Le conseguenze del Morris worm
Insieme lanciarono in rete un messaggio anonimo contenente le istruzioni per la rimozione del Morris Worm. Tale messaggio però non arrivò a destinazione in quanto i computer infetti erano completamente inutilizzabili. Quelli non colpiti dal worm risultavano invece scollegati dalla rete per impedirne l’infezione.
L’amico fece una chiamata anonima al New York Times, che presto avrebbe diffuso la notizia dell’attacco sulle sue prime pagine. Disse a un giornalista di sapere chi aveva creato il worm, che doveva essere un esperimento innocuo e che la sua diffusione era il risultato di un errore di programmazione. In successive conversazioni, parlò dell’autore del Morris worm citandone le iniziali “RTM”. Così il New York Times scoprì Robert Tappan Morris.
Alla fine dei giochi, L’FBI avviò un’indagine, interrogarono lui e i suoi amici, decriptarono i file del suo computer e trovarono numerose prove incriminanti. Morris aveva infranto la legge federale: nel 1986, il Congresso aveva approvato il Computer Fraud and Abuse Act che vietava l’accesso non autorizzato ai computer protetti. I pubblici ministeri incriminarono Morris nel 1989 e nel 1990 una giuria lo dichiarò colpevole: Morris divenne il primo cittadino ad essere accusato di questo reato.

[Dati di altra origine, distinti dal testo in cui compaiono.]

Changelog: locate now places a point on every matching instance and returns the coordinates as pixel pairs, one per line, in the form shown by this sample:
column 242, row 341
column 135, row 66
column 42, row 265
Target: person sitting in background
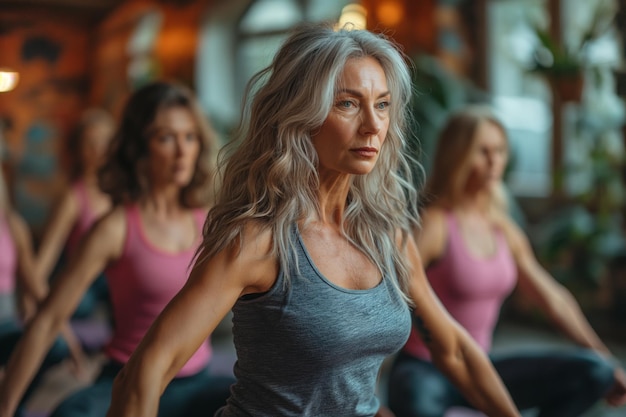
column 158, row 174
column 81, row 204
column 309, row 244
column 475, row 255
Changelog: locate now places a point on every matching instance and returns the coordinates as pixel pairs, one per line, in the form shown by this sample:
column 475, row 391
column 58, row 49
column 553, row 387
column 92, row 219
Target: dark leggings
column 10, row 334
column 557, row 383
column 199, row 395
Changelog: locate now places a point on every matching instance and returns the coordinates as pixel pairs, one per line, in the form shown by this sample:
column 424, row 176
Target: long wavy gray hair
column 269, row 171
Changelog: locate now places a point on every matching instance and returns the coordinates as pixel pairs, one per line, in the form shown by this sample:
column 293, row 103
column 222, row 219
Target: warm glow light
column 353, row 16
column 8, row 80
column 390, row 13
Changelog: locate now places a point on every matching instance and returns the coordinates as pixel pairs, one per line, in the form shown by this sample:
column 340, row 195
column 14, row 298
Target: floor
column 511, row 335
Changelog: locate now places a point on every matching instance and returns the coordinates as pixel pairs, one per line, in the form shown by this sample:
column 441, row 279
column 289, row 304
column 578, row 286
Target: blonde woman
column 309, row 244
column 475, row 256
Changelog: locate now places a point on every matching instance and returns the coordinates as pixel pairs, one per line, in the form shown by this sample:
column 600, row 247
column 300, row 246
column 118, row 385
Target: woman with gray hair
column 309, row 243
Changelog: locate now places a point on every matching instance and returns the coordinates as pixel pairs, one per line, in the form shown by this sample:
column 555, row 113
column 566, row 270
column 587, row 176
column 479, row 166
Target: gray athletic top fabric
column 312, row 348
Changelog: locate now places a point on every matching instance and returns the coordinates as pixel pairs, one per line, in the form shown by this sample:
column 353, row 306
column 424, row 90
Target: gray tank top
column 312, row 348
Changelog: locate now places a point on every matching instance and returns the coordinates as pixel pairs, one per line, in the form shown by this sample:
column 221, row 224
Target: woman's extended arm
column 537, row 285
column 213, row 288
column 103, row 243
column 29, row 289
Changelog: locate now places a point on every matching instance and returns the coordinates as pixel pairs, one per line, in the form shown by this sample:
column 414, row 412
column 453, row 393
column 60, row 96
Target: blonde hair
column 121, row 176
column 450, row 170
column 269, row 171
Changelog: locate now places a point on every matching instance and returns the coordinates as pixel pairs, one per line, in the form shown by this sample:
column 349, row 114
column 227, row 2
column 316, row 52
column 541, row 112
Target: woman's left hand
column 617, row 395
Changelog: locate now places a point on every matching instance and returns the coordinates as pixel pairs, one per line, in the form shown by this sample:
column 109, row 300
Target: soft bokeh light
column 8, row 79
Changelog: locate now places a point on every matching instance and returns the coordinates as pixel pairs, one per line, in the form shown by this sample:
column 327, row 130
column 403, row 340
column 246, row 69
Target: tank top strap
column 133, row 227
column 81, row 195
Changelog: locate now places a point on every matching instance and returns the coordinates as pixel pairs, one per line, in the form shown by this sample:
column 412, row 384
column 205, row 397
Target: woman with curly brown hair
column 158, row 174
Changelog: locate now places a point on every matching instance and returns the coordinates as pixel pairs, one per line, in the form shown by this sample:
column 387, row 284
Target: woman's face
column 350, row 139
column 95, row 141
column 488, row 156
column 173, row 147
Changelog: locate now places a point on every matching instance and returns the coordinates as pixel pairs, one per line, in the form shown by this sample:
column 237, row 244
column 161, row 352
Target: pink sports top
column 141, row 283
column 86, row 217
column 471, row 288
column 8, row 258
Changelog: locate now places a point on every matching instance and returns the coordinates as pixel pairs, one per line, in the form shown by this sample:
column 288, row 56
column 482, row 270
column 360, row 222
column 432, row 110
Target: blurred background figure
column 158, row 174
column 475, row 255
column 21, row 291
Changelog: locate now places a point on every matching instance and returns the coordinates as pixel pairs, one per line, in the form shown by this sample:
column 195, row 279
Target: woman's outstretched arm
column 452, row 350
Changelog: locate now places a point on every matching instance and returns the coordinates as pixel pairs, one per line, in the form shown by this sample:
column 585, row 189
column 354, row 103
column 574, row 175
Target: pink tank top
column 86, row 217
column 141, row 283
column 472, row 289
column 8, row 258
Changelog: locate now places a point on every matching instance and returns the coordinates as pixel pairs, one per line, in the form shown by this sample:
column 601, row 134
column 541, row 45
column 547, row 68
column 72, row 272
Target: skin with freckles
column 320, row 154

Dopo poco nacque il primo centro CERT/CC, Computer Emergency Response Team Coordination Center. Nel dicembre 1990 fu condannato a tre anni di libertà vigilata, 400 ore di servizio comunitario e una multa di 10.050 dollari più i costi della sua supervisione. Fece ricorso in appello, ma la sua condanna fu confermata nel marzo successivo.
Robert Tappan Morris oggi
Ha completato la sua condanna a partire dal 1994. Attualmente insegna al MIT Lab of Computer Science. È un amico e collaboratore di lunga data di Paul Graham. Oltre a fondare due società con lui (compresa Viaweb, venduta a Yahoo per la modica cifra di 49 milioni di dollari), Graham ha dedicato il suo libro ANSI Common Lisp a Morris e ha chiamato in suo onore il linguaggio di programmazione che genera le pagine web dei negozi online RTML (Robert T. Morris Language).